Парашка упрятала волосы под платок, радостно суетясь.

– Ой, Гришенька, родненький. Чичас. Все будет.

– То-то, стерва! – сказал Распутин.

Дедушка Силантий с бельмом на глазу вперся в горницы.

– Уж ты скажи мне, Гриша, откель богатство тако?

Распутин отбросил вожжи, отряхнул штаны.

– Что нам деньги! – отвечал, приосанясь. – Мы сами чистое золото… Теперь заживу. Заходи, дед, кады хошь. Будем кофий по утрам хлобыстать.

Вышел он на крыльцо, красуясь. Между прочим, чтобы похвастаться, развернул перед толпой свой тугой бумажник.

– Чтой-то, – сказал, – уже позабыл я, сколько деньжат в дорогу брал. Надо пересчитать.

Толпа затаила дыхание, тихо постанывая от зависти, пока в пальцах Гришки шелестели радужные пачки «катеринок».

– Ну, мужики, подходи по одному. Угощать стану!

Баб награждал конфетами полной горстью, а мужикам наливал по стакану чего-то коричневого, они выпивали и отходили прочь, делясь сомнениями:

– Не то! Не шибает… да и сладко, как патока.

– Вы еще недовольны, сиволапые! – грохотал с крыльца Распутин. – Я вас царской мадерой потчую, а вы кривитесь… Смотри!

Показывая пример, как надо пить мадеру, он запрокинул голову, разинул пасть пошире и между гнилых черенков зубов воткнул в себя горлышко бутылки. Вся деревня замерла, наблюдая, как двигается под бородищей Распутина острый кадык, как медленно, но верно иссякает содержимое посудины. Допил все вино до конца, а пустую бутылку далеко зашвырнул в сугроб.

– Во как надо! Чай, мадера-то царская.

Ему не верили:

– Кака там царская! Небось на станции купил…

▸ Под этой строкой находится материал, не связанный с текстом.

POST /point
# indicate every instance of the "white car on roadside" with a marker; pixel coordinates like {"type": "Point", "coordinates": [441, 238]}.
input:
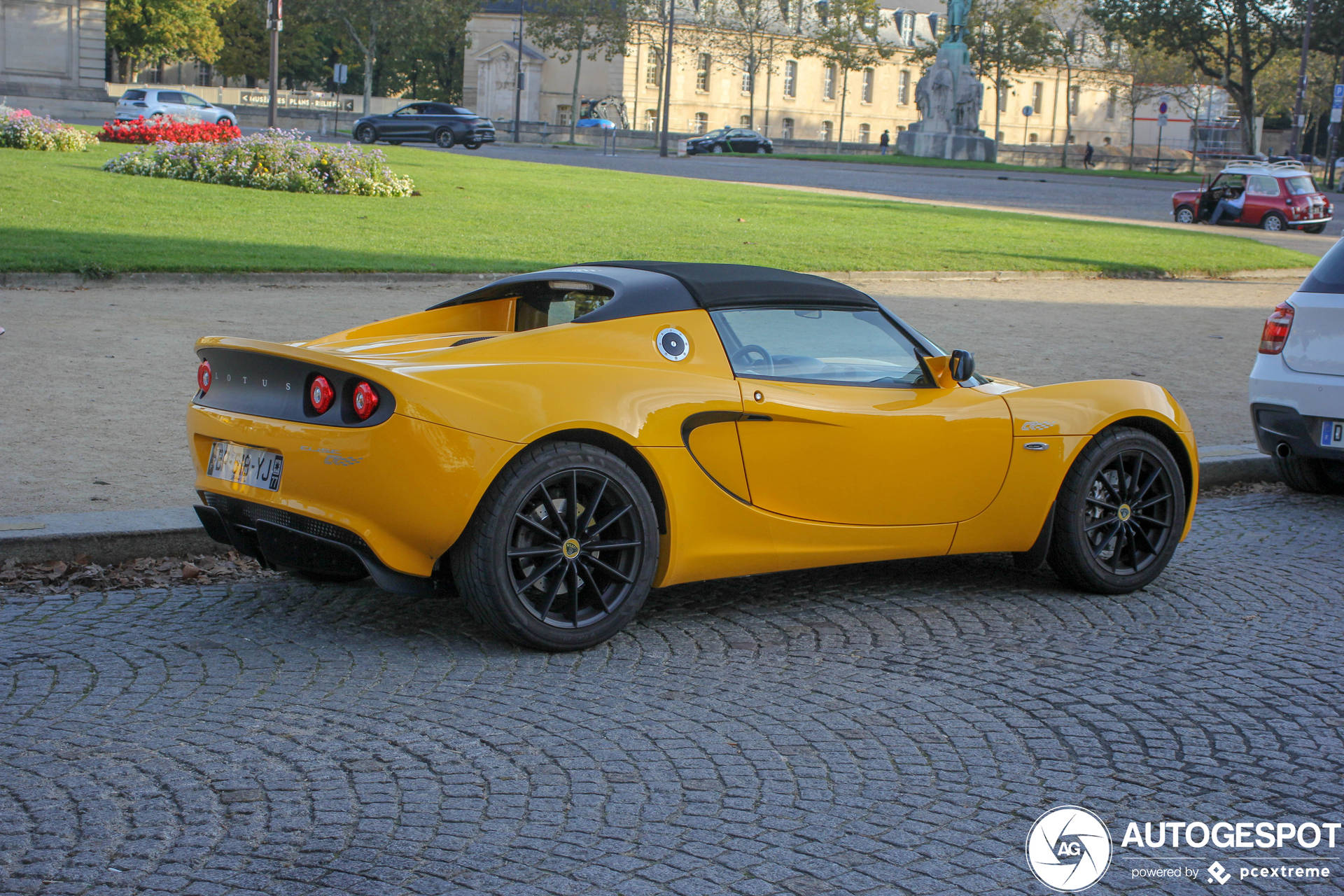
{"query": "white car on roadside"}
{"type": "Point", "coordinates": [1297, 383]}
{"type": "Point", "coordinates": [151, 102]}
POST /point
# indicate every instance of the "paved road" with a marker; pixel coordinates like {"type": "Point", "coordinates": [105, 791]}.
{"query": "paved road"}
{"type": "Point", "coordinates": [890, 729]}
{"type": "Point", "coordinates": [1114, 198]}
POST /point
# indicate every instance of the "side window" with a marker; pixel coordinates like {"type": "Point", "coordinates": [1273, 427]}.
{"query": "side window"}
{"type": "Point", "coordinates": [1262, 186]}
{"type": "Point", "coordinates": [819, 346]}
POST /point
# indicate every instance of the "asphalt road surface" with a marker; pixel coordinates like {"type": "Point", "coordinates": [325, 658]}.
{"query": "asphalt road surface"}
{"type": "Point", "coordinates": [1116, 198]}
{"type": "Point", "coordinates": [890, 729]}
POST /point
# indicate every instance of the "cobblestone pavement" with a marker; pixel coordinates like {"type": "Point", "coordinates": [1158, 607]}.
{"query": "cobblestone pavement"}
{"type": "Point", "coordinates": [890, 729]}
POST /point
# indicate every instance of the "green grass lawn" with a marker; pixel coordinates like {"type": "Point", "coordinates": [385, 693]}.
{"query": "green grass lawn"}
{"type": "Point", "coordinates": [59, 213]}
{"type": "Point", "coordinates": [916, 162]}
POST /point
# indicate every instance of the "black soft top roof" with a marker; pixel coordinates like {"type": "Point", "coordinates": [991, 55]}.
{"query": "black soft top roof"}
{"type": "Point", "coordinates": [733, 285]}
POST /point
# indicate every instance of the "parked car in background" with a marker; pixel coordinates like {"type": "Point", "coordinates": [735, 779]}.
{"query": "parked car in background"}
{"type": "Point", "coordinates": [438, 122]}
{"type": "Point", "coordinates": [729, 140]}
{"type": "Point", "coordinates": [1297, 383]}
{"type": "Point", "coordinates": [151, 102]}
{"type": "Point", "coordinates": [1278, 197]}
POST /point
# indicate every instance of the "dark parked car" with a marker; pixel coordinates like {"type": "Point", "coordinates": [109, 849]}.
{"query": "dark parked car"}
{"type": "Point", "coordinates": [729, 140]}
{"type": "Point", "coordinates": [430, 121]}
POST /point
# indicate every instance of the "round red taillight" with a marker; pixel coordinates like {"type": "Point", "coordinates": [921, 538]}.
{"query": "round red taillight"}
{"type": "Point", "coordinates": [320, 394]}
{"type": "Point", "coordinates": [365, 400]}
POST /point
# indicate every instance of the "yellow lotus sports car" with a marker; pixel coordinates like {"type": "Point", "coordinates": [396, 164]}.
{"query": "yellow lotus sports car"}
{"type": "Point", "coordinates": [558, 444]}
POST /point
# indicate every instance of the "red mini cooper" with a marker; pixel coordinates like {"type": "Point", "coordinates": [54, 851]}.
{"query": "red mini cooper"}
{"type": "Point", "coordinates": [1278, 197]}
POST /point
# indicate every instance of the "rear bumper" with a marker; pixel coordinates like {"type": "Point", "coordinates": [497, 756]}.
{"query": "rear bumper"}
{"type": "Point", "coordinates": [292, 542]}
{"type": "Point", "coordinates": [1278, 425]}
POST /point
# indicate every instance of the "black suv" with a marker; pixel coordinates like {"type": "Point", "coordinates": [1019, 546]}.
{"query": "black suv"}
{"type": "Point", "coordinates": [429, 121]}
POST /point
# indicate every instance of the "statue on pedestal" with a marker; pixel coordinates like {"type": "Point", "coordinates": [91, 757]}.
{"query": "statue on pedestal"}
{"type": "Point", "coordinates": [949, 97]}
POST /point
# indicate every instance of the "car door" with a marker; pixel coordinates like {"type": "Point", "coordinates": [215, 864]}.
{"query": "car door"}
{"type": "Point", "coordinates": [844, 424]}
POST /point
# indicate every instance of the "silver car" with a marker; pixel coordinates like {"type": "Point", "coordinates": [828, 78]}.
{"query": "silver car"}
{"type": "Point", "coordinates": [151, 102]}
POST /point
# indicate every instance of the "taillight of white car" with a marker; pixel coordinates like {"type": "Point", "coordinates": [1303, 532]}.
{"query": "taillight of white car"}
{"type": "Point", "coordinates": [1276, 330]}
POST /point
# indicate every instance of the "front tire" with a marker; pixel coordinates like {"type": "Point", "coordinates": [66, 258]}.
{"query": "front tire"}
{"type": "Point", "coordinates": [561, 551]}
{"type": "Point", "coordinates": [1120, 514]}
{"type": "Point", "coordinates": [1313, 476]}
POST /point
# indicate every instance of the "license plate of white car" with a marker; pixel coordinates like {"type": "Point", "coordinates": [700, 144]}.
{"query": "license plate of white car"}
{"type": "Point", "coordinates": [245, 465]}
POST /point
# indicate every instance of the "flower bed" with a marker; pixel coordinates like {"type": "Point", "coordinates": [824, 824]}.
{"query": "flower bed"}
{"type": "Point", "coordinates": [269, 160]}
{"type": "Point", "coordinates": [158, 130]}
{"type": "Point", "coordinates": [20, 130]}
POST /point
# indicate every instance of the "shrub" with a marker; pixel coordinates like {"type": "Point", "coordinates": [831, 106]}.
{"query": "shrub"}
{"type": "Point", "coordinates": [20, 130]}
{"type": "Point", "coordinates": [269, 160]}
{"type": "Point", "coordinates": [174, 131]}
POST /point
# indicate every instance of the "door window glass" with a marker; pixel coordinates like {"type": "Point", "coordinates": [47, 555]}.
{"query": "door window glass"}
{"type": "Point", "coordinates": [819, 346]}
{"type": "Point", "coordinates": [1262, 186]}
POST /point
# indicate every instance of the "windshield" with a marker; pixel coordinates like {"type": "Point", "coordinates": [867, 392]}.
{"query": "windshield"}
{"type": "Point", "coordinates": [1300, 186]}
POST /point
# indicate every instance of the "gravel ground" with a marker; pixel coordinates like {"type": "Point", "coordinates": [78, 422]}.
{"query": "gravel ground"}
{"type": "Point", "coordinates": [97, 381]}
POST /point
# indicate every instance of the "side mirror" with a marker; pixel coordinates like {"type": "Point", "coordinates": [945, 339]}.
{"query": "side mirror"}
{"type": "Point", "coordinates": [961, 365]}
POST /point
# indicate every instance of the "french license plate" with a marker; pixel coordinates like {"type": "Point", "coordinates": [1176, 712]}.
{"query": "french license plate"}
{"type": "Point", "coordinates": [245, 465]}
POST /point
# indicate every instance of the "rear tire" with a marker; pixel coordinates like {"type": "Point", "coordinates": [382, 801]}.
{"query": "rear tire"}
{"type": "Point", "coordinates": [1119, 514]}
{"type": "Point", "coordinates": [527, 564]}
{"type": "Point", "coordinates": [1310, 475]}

Исправник Казимиров вынес на крыльцо граммофон.

– Григорья Ефимыч, куда прикажете ставить?

– Да хоша в снег… Заводи погромче!

Расписанная лазоревыми цветочками широченная труба граммофона издала шипение, а потом на все село грянул Шаляпин и оглушил покровских баб и мужиков:

Люди гибнут за металл,

за-а мета-алл!

Сатана там правит бал,

там пра-авит бааааа…л!

Распутин показывал мужикам рубахи свои:

– Сама царицка и вышивала. Вот и метка ее на подоле.

Все поверили, что рубахи на Распутине истинно царские. Но поняли так, что Распутин царей обворовал.

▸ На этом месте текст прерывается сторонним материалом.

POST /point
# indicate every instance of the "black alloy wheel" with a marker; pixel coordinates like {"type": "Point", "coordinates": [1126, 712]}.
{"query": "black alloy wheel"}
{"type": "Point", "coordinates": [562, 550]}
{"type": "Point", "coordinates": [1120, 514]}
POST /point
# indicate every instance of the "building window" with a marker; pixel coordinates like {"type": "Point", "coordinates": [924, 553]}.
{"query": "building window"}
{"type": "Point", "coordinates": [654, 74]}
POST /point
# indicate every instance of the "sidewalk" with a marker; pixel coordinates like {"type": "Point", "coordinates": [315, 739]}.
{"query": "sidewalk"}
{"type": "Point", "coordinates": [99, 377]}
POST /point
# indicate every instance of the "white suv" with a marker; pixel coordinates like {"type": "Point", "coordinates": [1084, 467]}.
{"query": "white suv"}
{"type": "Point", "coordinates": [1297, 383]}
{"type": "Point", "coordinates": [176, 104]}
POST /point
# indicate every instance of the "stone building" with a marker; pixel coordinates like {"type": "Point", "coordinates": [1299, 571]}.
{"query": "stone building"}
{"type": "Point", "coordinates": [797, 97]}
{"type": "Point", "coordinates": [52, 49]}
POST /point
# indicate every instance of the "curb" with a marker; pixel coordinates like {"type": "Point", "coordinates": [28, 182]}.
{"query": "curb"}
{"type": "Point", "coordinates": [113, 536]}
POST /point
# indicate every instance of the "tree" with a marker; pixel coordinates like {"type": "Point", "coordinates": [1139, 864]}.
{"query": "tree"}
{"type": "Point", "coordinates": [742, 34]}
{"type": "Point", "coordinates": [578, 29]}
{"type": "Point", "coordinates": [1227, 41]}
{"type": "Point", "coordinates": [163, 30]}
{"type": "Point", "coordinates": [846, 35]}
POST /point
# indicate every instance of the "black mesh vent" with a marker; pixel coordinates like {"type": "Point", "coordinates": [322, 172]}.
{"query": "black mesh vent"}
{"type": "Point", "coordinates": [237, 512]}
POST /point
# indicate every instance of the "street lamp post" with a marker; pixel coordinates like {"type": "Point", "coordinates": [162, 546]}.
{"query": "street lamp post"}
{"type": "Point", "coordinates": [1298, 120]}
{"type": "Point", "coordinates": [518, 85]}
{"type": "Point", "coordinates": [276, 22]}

– Ой, Гриша, а не страшно ли тебе? – спрашивали.

– Да кто меня тронет-то?

Дедушка Силантий дал ему практический совет:

– Я тебе, Гришок, такое скажу. Коли наворовался от царей, так теперь скройся и затихни. Как бы не проведали, что ты тута гуляешь… Тадысь погубят. Ей-ей, во сне кишкою удавят!

– А што мне цари! – кочевряжился Распутин, хмелея пуще прежнего. – Я с ними запросто… Бывалоча, еще сплю. А ко мне уже телефоны наяривают. Опять зовут чай пить. Без меня и не сядут. Царь мне в ноги кланялся, а царицу эту самую я на себе таскал. Хватал ее всяко. Она ничего! Не кусачая.

Исправнику Казимирову он вдруг заявил:

– А попа Ильина на селе живым не оставлю. Он, вражья сила, на меня донос накатал. Будто я жития неправедного… Ну, так я ему сейчас устрою житие! Пошли все со мной…

Распутин переколотил стекла в окнах отца Николая; несчастный священник, выставясь наружу, возмущался с плачем:

– В экий морозище, анафема, ты меня без стекол оставил. Господин исправник, почто стоите? Почто не прикажете? Да кто он таков, чтобы служителю церкви стекла выбивать?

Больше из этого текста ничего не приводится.